Enhanced cytotoxicity of human and mouse NK cells against EL4 cells transduced with ULBPs or MICB. (A) EL4 cells expressing ULBP1, ULBP2, ULBP3, or MICB were tested as targets in cytotoxicity assays using mouse NK cells as effectors. Individual data points are calculated from the averages of triplicate samples. The results shown are representative of three separate experiments. (B) EL4 cells expressing ULBP2, ULBP3, or MICB were tested as targets in cytotoxicity assays using human NK cells as effectors. The results shown are from a single donor and are representative of three experiments using three separate donors.

Figure 9.

Cell surface expression of ULBP1, ULBP2, or MICB correlates with sensitivity to NK lysis. EL4 cells were transduced with amphotropic retroviruses encoding ULBP1 (A), ULBP2 (B), ULBP3 (C), or MICB (D).
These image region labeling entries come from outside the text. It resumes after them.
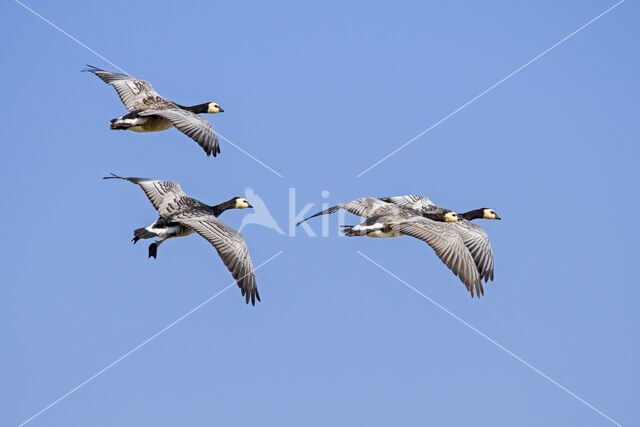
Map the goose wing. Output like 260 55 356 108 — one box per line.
393 217 484 297
86 65 164 111
451 220 493 283
296 197 390 225
104 174 189 216
171 214 260 305
380 194 439 212
138 108 220 157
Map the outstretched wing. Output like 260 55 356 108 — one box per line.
176 214 260 305
85 65 161 111
393 217 484 297
380 195 439 213
296 197 390 225
451 220 493 283
138 108 220 157
104 174 189 216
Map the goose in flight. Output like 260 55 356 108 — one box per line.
104 174 260 305
85 65 224 157
381 195 502 295
298 196 500 297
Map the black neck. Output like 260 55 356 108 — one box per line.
422 212 446 222
179 102 209 114
210 198 236 217
458 209 484 221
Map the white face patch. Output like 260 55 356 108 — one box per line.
444 212 458 222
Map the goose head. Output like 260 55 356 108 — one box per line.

The ULBP- or MICB-expressing EL4 populations were further transduced with VSVG-pseudotyped retroviruses encoding both UL16 and GFP. Transduced cells were separated into two cell populations: those expressing GFP and UL16 (UL16⁺) and those not expressing GFP and UL16 (UL16⁻). Cell populations were used as targets in cytotoxicity assays using mouse NK cells (A–C) or human NK cells (D). The results shown are representative of three separate experiments.